After the chats, experts graded the answers using the LEAF framework. Here is what they found:

  • The "Perfect" Score was Rare: Only 35% of the answers were "Proper." This means they were accurate, safe, in the right language, and helpful.
  • Accuracy vs. Usefulness: The robot got the facts right 62% of the time. However, half of those "correct" answers still had problems.
    • Analogy: It's like a chef who cooks a delicious steak (accurate) but serves it on a plate that is too hot to touch (usability gap) or forgets to cut the meat (inadequate).
  • The Biggest Issue: The robot often gave inadequate answers. It didn't give enough detail or missed key parts of the question.
  • The Safety Issue: Surprisingly, the robot was mostly safe. Very few answers were offensive or dangerous (less than 1%). But the researchers warned that even one bad answer in health can be fatal.
  • Language Trouble: Sometimes the user asked in Nepali, and the robot replied in English. Other times, it mixed languages weirdly.
  • Robot B vs. Robot A: The robot with the "textbook" (RAG) was slightly better at facts, but still struggled with the nuances of the conversation.

5. The "GPT-4" Surprise

The researchers also tested a newer, smarter robot (GPT-4) on a small sample.

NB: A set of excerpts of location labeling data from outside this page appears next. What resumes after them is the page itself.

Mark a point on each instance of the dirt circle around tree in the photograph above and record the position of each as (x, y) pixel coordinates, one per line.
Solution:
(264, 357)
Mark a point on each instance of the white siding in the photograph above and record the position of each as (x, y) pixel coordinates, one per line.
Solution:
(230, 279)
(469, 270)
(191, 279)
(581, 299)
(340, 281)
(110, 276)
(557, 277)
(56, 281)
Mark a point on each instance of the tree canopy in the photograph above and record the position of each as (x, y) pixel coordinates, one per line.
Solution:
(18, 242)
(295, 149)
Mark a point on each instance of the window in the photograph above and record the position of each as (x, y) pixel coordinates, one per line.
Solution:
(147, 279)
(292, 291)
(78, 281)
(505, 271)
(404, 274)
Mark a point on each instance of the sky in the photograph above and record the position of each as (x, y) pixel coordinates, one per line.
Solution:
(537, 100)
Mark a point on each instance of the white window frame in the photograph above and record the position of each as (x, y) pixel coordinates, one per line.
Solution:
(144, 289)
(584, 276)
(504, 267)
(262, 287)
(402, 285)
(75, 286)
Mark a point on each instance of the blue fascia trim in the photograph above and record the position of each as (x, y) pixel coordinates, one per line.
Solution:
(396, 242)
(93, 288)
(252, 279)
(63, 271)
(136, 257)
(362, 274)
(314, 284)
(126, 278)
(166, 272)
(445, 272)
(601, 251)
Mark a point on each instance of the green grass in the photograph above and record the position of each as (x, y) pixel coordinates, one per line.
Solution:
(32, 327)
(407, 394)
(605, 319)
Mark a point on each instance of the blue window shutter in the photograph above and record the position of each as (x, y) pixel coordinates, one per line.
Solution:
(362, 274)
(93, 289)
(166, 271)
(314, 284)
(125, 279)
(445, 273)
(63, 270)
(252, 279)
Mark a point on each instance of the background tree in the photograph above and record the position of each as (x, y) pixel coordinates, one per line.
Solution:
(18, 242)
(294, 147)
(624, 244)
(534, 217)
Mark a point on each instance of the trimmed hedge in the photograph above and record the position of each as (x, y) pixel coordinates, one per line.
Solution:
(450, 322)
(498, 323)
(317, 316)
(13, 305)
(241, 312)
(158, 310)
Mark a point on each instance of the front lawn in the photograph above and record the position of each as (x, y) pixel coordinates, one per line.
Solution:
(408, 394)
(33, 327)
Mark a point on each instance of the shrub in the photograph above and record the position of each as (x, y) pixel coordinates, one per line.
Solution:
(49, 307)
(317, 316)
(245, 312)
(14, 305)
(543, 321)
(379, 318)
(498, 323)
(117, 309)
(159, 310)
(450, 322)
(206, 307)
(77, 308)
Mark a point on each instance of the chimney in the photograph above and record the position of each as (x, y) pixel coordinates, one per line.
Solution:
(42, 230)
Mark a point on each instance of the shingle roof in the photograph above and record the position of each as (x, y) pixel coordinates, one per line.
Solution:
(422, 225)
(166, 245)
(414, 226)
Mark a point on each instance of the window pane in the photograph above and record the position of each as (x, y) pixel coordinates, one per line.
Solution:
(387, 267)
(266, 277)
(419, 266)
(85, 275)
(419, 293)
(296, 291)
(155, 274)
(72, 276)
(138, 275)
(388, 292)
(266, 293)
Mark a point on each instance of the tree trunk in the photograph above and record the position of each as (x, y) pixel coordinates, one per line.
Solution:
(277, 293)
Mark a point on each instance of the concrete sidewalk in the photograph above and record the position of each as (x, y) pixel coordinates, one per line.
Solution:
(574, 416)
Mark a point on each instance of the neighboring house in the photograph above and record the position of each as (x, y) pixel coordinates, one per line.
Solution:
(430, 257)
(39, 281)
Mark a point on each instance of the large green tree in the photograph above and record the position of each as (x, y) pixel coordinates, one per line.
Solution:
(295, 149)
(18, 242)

  • Good News: GPT-4 was much better. It gave "Proper" answers 59% of the time (compared to 35% for the older one).
  • Bad News: Even the super-smart GPT-4 sometimes got confused by "Romanized Nepali" (Nepali written with English letters, like "Kasto cha?"). It preferred the official script (Devanagari).

6. The Big Takeaway

The paper concludes that while AI is a promising tool for helping people in Nepal get health information anonymously, it is not ready to be a doctor yet.

  • The Metaphor: Think of the current AI as a student nurse who has read all the textbooks but has never actually held a patient's hand. They know the theory (accuracy) but often forget the bedside manner (usability and safety).
  • The Future: We need to train these robots better, especially on local culture and language, before we can fully trust them with sensitive health issues.

In short: The robot is smart, but it needs to learn how to be a good listener and a caring helper before it can replace a human health worker in Nepal.